The UAE and Saudi Arabia are both focused on boosting domestic tourism to increase spending within their countries. The UAE is aiming for a 50-50 split between international and domestic tourism, as domestic tourists are some of the highest spenders in travel. The country launched the UAE Strategy for Domestic Tourism in December 2020, with domestic tourism spending reaching 41 billion Emirati Dirhams. Dubai’s ruler, Sheikh Mohammed bin Rashid, wants to double the amount of domestic tourism spending in the country. The tourism sector overall generated 71.6 billion Emirati Dirhams in 2020, with local visitor spending reaching over 55.5 billion Emirati Dirhams in 2023.

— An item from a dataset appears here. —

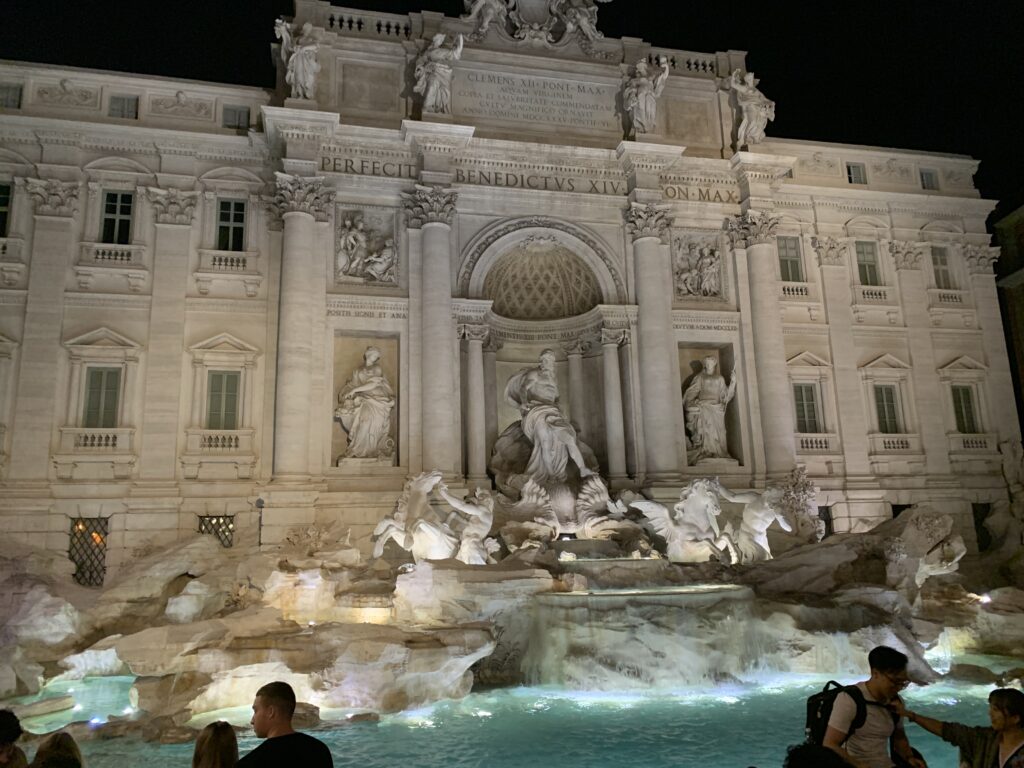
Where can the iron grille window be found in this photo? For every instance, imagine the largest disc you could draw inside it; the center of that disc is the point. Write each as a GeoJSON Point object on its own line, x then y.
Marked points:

In Saudi Arabia, the goal is also to achieve a 50-50 split between international and domestic tourism. The country is aiming for 150 million visits by 2030, with 70 million of them being international and the rest domestic. Domestic tourists accounted for 75% of visits last year, with international tourists spending more compared to domestic travelers. The Kingdom is making efforts to improve domestic tourism by cooperating with Gulf countries on various initiatives, including a unified visa for the Gulf region. Domestic travel in Saudi Arabia increased during the pandemic and even after the borders reopened.
The UAE and Saudi Arabia view domestic tourism as a way to retain high-spending residents and locals who would have previously traveled overseas. For both countries, domestic tourism is important for boosting the economy and ensuring that money stays within the country. In the UAE, the focus is on pushing domestic tourism to reach a 50-50 split, while Saudi Arabia is seeing a larger domestic tourism market than international. Both countries are working on initiatives to enhance the domestic tourism experience and attract visitors within their borders.
The tourism sectors in both the UAE and Saudi Arabia have seen significant growth in recent years, with domestic and international visitor spending increasing. In the UAE, local visitor spending reached over 55.5 billion Emirati Dirhams, marking a growth of nearly 40% compared to 2019. International visitor spending also increased, surpassing 2019 levels by 12%. Saudi Arabia’s international tourists spent 141.2 billion Saudi Riyals last year, while domestic travelers spent 114.4 billion Saudi Riyals. The countries are looking to capitalize on this growth by focusing on boosting domestic tourism spending.
Both the UAE and Saudi Arabia are working on initiatives to improve the domestic tourism experience, such as enhancing facilities and attractions geared towards local tourists. By increasing domestic tourism spending, these countries aim to boost their tourism sectors, retain high-spending residents, and promote economic growth. With a focus on achieving a 50-50 split between international and domestic tourism, both countries are committed to investing in domestic tourism and ensuring that residents have opportunities to explore their own countries. Through collaborations and initiatives, the UAE and Saudi Arabia are looking to enhance the domestic tourism market and attract visitors from within their borders.